The last two are the most interesting for the industry as a whole. Cardis attacks a very real problem – microtransactions – in a way that can offer merchants of low-priced goods tangible value and lower transaction fees. And as Yee points out, Cardis is "able to operate outside of MasterCard's or Visa's networks, an advantage that provides the company with significant flexibility for hedging its bets in the future." The final disruptor, Bitpay, provides a settlement bridge between traditional and alternative currencies, which – love them or hate them – are here to stay.
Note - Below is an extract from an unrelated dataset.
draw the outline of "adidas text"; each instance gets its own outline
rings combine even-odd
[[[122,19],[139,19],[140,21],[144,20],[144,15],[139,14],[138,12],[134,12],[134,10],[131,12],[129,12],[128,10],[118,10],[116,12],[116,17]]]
And that brings us back to Isis. If the banks and carriers want to remain relevant, they need to create something fundamentally new. Instead of trying to migrate existing merchants and card users to a new platform, why not provide new services to new users? Look to what Safaricom has done with the M-pesa in Kenya, where it accounts for a third of the country's GNP, and serves as a model for mobile money services for the unbanked. What can North American providers learn from that?

I'm not suggesting that Wells Fargo and Verizon form a Bitcoin exchange, and banking as we know it will be here for some time, but the carriers and banks need to look beyond swipe card 2.0. There's an enormous market of cash-based services for the unbanked and underbanked in the United States, and if they don't back the winning mobile solution, Walmart, Western Union, someone else will.